Nondeterminism in Dafny 1.8 interfering with student assignments

Jun 4, 2014 at 10:41 PM
Hi ---

Dafny 1.8 (see below) is sometimes failing to verify programs that V1.6 verifies every time. For a particular short program but of moderate complexity (involving e.g. arrays and sequences) it's become so common that I have had to make a shell script that keeps running Dafny (with an adjustable timeout) "until it works".

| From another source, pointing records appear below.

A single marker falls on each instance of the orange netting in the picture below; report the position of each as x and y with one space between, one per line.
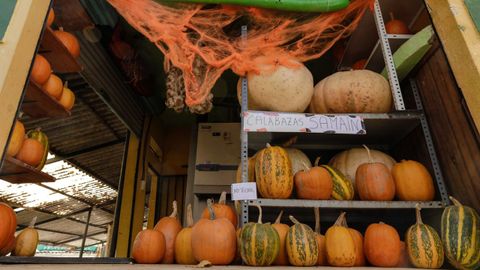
204 40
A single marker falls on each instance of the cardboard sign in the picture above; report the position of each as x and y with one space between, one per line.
296 122
6 12
244 191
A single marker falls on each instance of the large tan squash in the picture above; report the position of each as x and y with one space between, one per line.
284 90
348 161
356 91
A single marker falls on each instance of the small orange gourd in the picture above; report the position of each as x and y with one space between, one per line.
322 249
314 183
382 245
374 181
148 247
282 230
169 227
183 243
221 209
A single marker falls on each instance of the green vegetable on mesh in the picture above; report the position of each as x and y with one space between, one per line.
287 5
411 52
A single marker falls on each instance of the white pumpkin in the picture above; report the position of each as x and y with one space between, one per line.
284 89
299 160
348 161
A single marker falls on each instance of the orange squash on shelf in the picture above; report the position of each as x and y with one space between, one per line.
313 183
374 181
31 153
69 41
41 70
51 17
222 210
340 245
8 226
16 140
148 247
169 227
413 182
67 100
183 243
322 249
54 86
382 245
27 241
214 239
282 230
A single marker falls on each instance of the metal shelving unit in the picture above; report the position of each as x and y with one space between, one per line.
383 130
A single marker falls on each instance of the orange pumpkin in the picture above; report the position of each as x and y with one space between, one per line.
214 239
31 152
9 247
322 249
41 70
360 64
382 245
51 17
183 243
9 224
16 140
340 245
404 261
359 255
282 230
314 183
374 181
149 247
222 210
413 182
169 227
67 100
54 86
69 41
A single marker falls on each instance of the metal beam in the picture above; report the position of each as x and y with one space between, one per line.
75 154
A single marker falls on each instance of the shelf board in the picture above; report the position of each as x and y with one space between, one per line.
57 55
37 104
345 204
17 172
383 131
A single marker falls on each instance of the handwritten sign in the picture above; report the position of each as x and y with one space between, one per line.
244 191
296 122
6 12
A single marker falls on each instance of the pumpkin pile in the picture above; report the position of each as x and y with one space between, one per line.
30 148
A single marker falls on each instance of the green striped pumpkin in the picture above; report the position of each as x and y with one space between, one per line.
342 187
424 246
461 236
302 247
259 243
273 173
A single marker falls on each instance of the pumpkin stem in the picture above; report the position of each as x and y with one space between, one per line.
223 198
32 223
455 201
189 215
277 221
259 213
210 209
339 221
368 153
175 210
316 211
417 214
294 220
317 161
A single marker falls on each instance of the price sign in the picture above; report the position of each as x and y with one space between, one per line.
296 122
244 191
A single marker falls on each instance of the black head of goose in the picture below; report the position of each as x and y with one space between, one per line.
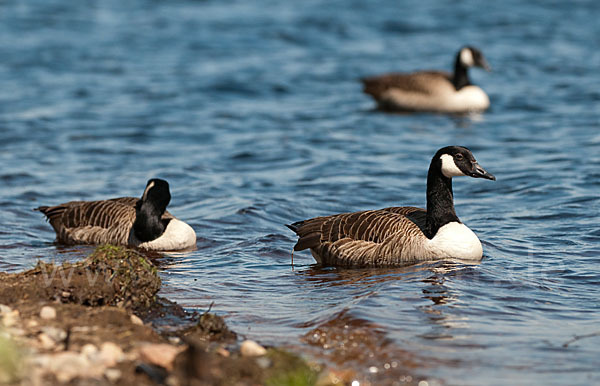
434 91
142 223
400 235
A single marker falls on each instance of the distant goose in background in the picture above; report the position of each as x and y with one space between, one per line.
142 223
433 91
400 235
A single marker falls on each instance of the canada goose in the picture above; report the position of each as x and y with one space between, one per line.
400 235
142 223
434 91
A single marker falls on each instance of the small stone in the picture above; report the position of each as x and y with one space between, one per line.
57 334
223 352
161 354
250 348
90 351
113 375
69 365
11 318
47 312
46 342
32 323
263 362
328 378
110 354
4 309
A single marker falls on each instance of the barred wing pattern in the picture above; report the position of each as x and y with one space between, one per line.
93 222
375 237
425 82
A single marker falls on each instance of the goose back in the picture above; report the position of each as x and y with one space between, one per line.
389 236
94 222
423 82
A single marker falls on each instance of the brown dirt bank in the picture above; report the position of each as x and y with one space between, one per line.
79 324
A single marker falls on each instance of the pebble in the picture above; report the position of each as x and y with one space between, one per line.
161 354
46 342
136 320
10 318
4 309
48 312
110 354
250 348
90 351
113 375
69 365
223 352
57 334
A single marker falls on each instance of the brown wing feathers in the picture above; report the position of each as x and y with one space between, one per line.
372 225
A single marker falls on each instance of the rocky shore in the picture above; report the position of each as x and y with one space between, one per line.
92 322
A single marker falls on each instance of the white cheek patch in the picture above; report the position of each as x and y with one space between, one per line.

I understand the issues (I believe); but this particular program is a student assignment and (I'll warrant) they would have some trouble with the advice "If your program doesn't verify, just try verifying it a second (third, fourth...) time." ;-)

Luckily they have access to V1.6, which seems to be more consistent. But I thought I'd bring this to your attention, since it might indicate there's some new strategy in V1.8 that's not working as well as you'd hoped.

Below is a clipping of a "dafnies" run (my shell file) that worked only on the fourth try.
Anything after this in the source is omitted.